The load on a wing also varies along the span, from tip to tip. The highest load is at the wing root. The simplest assumption about load distribution is that lift is evenly distributed along the wing, with each one-inch section producing an equal amount of lift. That is the method this program uses. In reality the inches of span near the tip don't do their part because air spills around the tip from below to the low-pressure area on the top surface. The sections of span inboard from the tip have to do more than their average share. Because the load is shifted in toward the wing root the simple method of calculation errs on the conservative side. The average lever arm is shorter. Tapering a wing in plan form will have the same effect.

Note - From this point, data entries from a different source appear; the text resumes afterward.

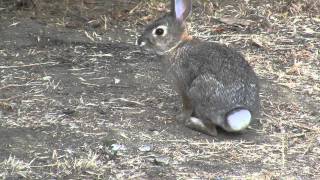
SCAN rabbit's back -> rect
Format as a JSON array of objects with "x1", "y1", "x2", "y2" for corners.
[{"x1": 169, "y1": 40, "x2": 257, "y2": 84}]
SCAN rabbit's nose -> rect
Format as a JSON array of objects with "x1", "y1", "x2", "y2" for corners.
[{"x1": 136, "y1": 37, "x2": 146, "y2": 47}]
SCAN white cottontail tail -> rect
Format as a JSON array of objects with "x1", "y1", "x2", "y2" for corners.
[{"x1": 137, "y1": 0, "x2": 260, "y2": 136}]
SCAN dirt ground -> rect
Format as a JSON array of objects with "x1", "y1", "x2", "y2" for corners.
[{"x1": 0, "y1": 0, "x2": 319, "y2": 179}]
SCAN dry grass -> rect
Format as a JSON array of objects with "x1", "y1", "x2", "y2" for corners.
[{"x1": 0, "y1": 156, "x2": 32, "y2": 178}]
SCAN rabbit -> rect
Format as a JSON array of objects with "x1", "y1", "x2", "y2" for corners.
[{"x1": 137, "y1": 0, "x2": 260, "y2": 136}]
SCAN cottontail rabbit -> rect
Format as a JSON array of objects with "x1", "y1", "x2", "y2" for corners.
[{"x1": 137, "y1": 0, "x2": 260, "y2": 136}]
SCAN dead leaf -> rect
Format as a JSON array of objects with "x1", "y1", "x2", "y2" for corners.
[
  {"x1": 211, "y1": 26, "x2": 225, "y2": 33},
  {"x1": 142, "y1": 15, "x2": 154, "y2": 22},
  {"x1": 0, "y1": 101, "x2": 13, "y2": 112},
  {"x1": 286, "y1": 62, "x2": 303, "y2": 75},
  {"x1": 304, "y1": 27, "x2": 315, "y2": 34},
  {"x1": 249, "y1": 35, "x2": 273, "y2": 49},
  {"x1": 295, "y1": 50, "x2": 312, "y2": 60}
]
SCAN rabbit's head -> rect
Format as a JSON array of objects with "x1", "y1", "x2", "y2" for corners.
[{"x1": 137, "y1": 0, "x2": 192, "y2": 55}]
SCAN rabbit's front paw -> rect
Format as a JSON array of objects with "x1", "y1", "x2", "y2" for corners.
[{"x1": 185, "y1": 117, "x2": 218, "y2": 136}]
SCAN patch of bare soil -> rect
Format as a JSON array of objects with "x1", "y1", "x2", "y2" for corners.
[{"x1": 0, "y1": 0, "x2": 319, "y2": 179}]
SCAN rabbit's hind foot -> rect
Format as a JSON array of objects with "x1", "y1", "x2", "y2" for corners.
[
  {"x1": 226, "y1": 108, "x2": 251, "y2": 131},
  {"x1": 185, "y1": 117, "x2": 218, "y2": 136}
]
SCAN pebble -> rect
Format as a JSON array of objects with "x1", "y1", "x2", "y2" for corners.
[
  {"x1": 138, "y1": 144, "x2": 153, "y2": 152},
  {"x1": 153, "y1": 156, "x2": 170, "y2": 166},
  {"x1": 111, "y1": 144, "x2": 127, "y2": 151}
]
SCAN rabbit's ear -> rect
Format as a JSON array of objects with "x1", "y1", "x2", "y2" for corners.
[{"x1": 171, "y1": 0, "x2": 192, "y2": 23}]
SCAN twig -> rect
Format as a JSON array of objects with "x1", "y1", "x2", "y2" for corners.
[
  {"x1": 0, "y1": 62, "x2": 58, "y2": 69},
  {"x1": 0, "y1": 84, "x2": 32, "y2": 90},
  {"x1": 84, "y1": 31, "x2": 95, "y2": 42},
  {"x1": 88, "y1": 53, "x2": 113, "y2": 57},
  {"x1": 0, "y1": 95, "x2": 22, "y2": 101},
  {"x1": 302, "y1": 142, "x2": 314, "y2": 155},
  {"x1": 108, "y1": 98, "x2": 145, "y2": 106},
  {"x1": 81, "y1": 82, "x2": 100, "y2": 87},
  {"x1": 129, "y1": 2, "x2": 143, "y2": 14}
]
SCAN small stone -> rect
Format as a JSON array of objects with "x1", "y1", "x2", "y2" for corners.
[
  {"x1": 148, "y1": 128, "x2": 160, "y2": 135},
  {"x1": 153, "y1": 156, "x2": 170, "y2": 166},
  {"x1": 111, "y1": 144, "x2": 126, "y2": 151},
  {"x1": 138, "y1": 144, "x2": 153, "y2": 152},
  {"x1": 310, "y1": 111, "x2": 318, "y2": 116},
  {"x1": 114, "y1": 78, "x2": 120, "y2": 84},
  {"x1": 62, "y1": 108, "x2": 76, "y2": 115},
  {"x1": 42, "y1": 76, "x2": 52, "y2": 81}
]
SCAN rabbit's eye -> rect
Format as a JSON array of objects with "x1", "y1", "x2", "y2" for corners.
[
  {"x1": 152, "y1": 25, "x2": 167, "y2": 37},
  {"x1": 155, "y1": 28, "x2": 164, "y2": 36}
]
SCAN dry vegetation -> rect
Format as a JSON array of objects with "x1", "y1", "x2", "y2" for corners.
[{"x1": 0, "y1": 0, "x2": 319, "y2": 179}]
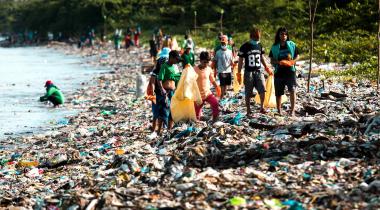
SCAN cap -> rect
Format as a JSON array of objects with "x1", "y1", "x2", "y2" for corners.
[
  {"x1": 220, "y1": 35, "x2": 228, "y2": 44},
  {"x1": 45, "y1": 80, "x2": 53, "y2": 87},
  {"x1": 186, "y1": 43, "x2": 193, "y2": 49},
  {"x1": 169, "y1": 50, "x2": 182, "y2": 61},
  {"x1": 157, "y1": 47, "x2": 171, "y2": 59}
]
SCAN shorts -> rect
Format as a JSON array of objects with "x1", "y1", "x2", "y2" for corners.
[
  {"x1": 48, "y1": 95, "x2": 62, "y2": 106},
  {"x1": 244, "y1": 71, "x2": 266, "y2": 97},
  {"x1": 274, "y1": 76, "x2": 297, "y2": 96},
  {"x1": 156, "y1": 90, "x2": 174, "y2": 126},
  {"x1": 218, "y1": 73, "x2": 232, "y2": 86},
  {"x1": 152, "y1": 102, "x2": 159, "y2": 120}
]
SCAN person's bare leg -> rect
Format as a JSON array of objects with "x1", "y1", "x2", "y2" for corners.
[
  {"x1": 168, "y1": 119, "x2": 174, "y2": 130},
  {"x1": 221, "y1": 86, "x2": 226, "y2": 99},
  {"x1": 289, "y1": 91, "x2": 296, "y2": 116},
  {"x1": 245, "y1": 96, "x2": 251, "y2": 116},
  {"x1": 259, "y1": 92, "x2": 266, "y2": 113},
  {"x1": 157, "y1": 119, "x2": 163, "y2": 135},
  {"x1": 152, "y1": 119, "x2": 157, "y2": 132},
  {"x1": 276, "y1": 96, "x2": 282, "y2": 115}
]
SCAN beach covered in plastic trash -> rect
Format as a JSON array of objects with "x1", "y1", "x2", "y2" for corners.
[{"x1": 1, "y1": 42, "x2": 380, "y2": 209}]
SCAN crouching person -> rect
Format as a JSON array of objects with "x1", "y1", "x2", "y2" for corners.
[{"x1": 40, "y1": 80, "x2": 64, "y2": 108}]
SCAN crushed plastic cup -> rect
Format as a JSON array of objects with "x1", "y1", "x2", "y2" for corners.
[{"x1": 229, "y1": 196, "x2": 246, "y2": 206}]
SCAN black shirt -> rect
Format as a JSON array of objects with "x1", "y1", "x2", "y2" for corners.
[
  {"x1": 269, "y1": 44, "x2": 299, "y2": 78},
  {"x1": 238, "y1": 41, "x2": 265, "y2": 72}
]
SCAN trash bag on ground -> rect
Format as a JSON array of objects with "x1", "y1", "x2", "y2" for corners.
[
  {"x1": 135, "y1": 73, "x2": 147, "y2": 98},
  {"x1": 255, "y1": 75, "x2": 287, "y2": 108}
]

The highest stress on the spar is at the wing root. Think of it this way. The tip section must support only the lift it produces. The section next to it must also support its own lift, and in addition it must support the load from the tip section times their distance apart. The inch at the root has to support its own lift plus the load from each other one-inch segment of span multiplied by that segment's distance from the root. Once again, some simplification is possible if it is assumed that loads are constant from root to tip. The total load can then be treated as if it acts through a point midway between the root and the tip, at a distance equal to 1/4 of the span of the airplane. Line 250 in the program uses this simplification. If loads are assumed to charge from one section of span to another then integral calculus must be used to find RS, the total stress at the wing root. Not My Bag.
You may have noticed that loads vary from root to tip in a similar fashion on both sides of the airplane. In solving the spar load problem then it is only necessary to look at one side of the airplane. Although the program asks for full span in line 50, it is changed to half span by line 70. The same thing is done with weight in lines 150 and 210.
Lines 310 through 450 are where all the real work is going on. These lines contain equations that look at the shape of the spar's cross section and figure out how well it can handle the loads you want to put on it. Line 310 calculates the Moment of Inertia of the spar cross section. I don't know why they call it the moment of inertia, because to my mind nothing is moving. What the final number tells you is how well your cross section shape can resist stress. As you concentrate more of your precious spar material toward the top and bottom of the section the number increases. If you increase the depth of the spar the number increases. To a somewhat lesser extent as you widen the spar the number increases. Think of it this way. Moment of inertia can help you get maximum strength from a minimum amount of wood. Since most of the stress is located in the outer part of the spar section, wood near the center is not loaded very heavily. It's not working very hard, but it weighs just as much as the outer wood fibers that are working their little hearts out, partly to support the weight of those lazy inside fibers.
Line 390 determines the maximum stress in PSI in one spar cap. Stress will be equal in the two spar caps although one will be in compression and the other will be in tension. Line 450 compares the stress from line 390 with 9000 and converts the relative values into a percentage.
Everything after line 450 is just computer gunk to put the results on either your screen or your printer.